The major challenge is that the whooping cough agent Bordetella pertussis is an exclusively human pathogen that can elicit a human-like course of catarrhal pertussis disease only in primates that are extremely expensive and prohibitively inaccessible, also for ethical reasons. We have overcome the challenge of the inability of B. pertussis to elicit catarrhal pertussis in laboratory mice by developing a unique catarrhal pertussis transmission in partly immunodeficient MyD88 knock-out mice.
How do you incorporate patient engagement or collaboration into your research process?
Our team operates at a basic research institution that does not conduct clinical research. Nevertheless, we took the opportunity of the extremely massive pertussis outbreak that occurred in 2024 in the Czech Republic and organised a clinical study on convalescent pertussis patients to analyse their T cell immune responses to pertussis infection using cells isolated from non-invasive nasal swabs of nasal conchal epithelia.

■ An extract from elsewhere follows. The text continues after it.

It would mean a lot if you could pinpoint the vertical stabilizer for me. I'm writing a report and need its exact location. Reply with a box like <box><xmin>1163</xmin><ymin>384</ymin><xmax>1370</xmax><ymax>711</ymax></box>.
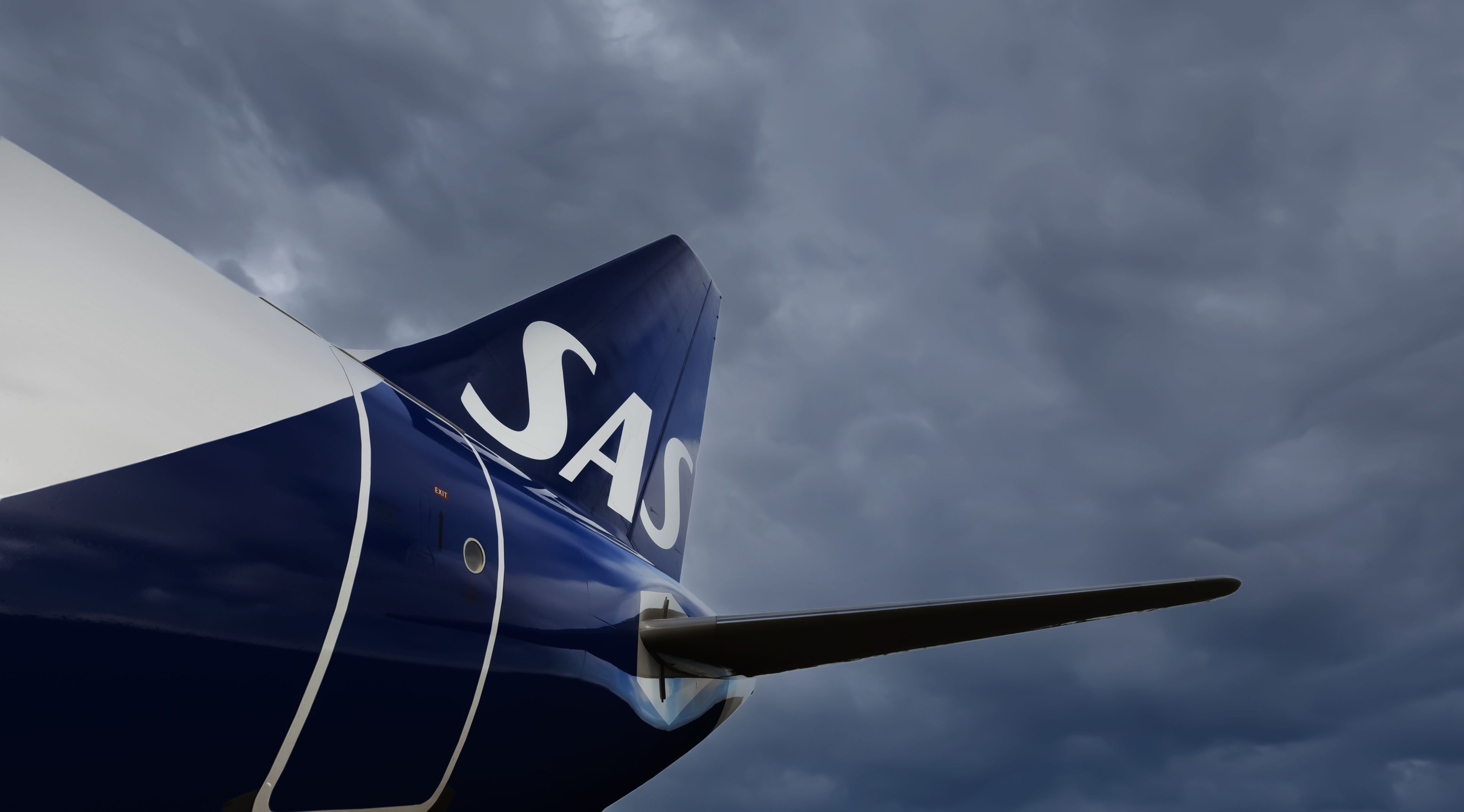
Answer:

What future trends or technologies in translational medicine excite you the most?
Being a vaccine expert, I am most excited by the potential of mRNA vaccines in the prophylaxis of viral infections as well as in the immunotherapy of cancer and autoimmune diseases. Especially promising are the personalised tumour sequencing-based multiepitope therapeutic mRNA cancer vaccines that can be used for the induction of cytotoxic T cell immune responses against neoepitopes expressed by the particular tumours of a particular patient. This technology will bring bout a breakthrough in cancer immunotherapy.
What has been the most rewarding moment in your career so far?
There were many rewarding moments in my long career, such as establishing and leading a successful research team, contributing to many exciting discoveries and participating in cancer vaccine development, as well as pertussis vaccine research. Most recently out team has significantly contributed to a paradigm-shifting discovery of how the pertussis agent has repurposed a bacterial contact-dependent inhibition system from a toxin delivery tool to a tool that delivers a molecular anchor into beating cilia of airway epithelial cells to establish an anchoring system resisting removal of bacteria by the mucociliary escalator, and thus enabling productive infection of the airway.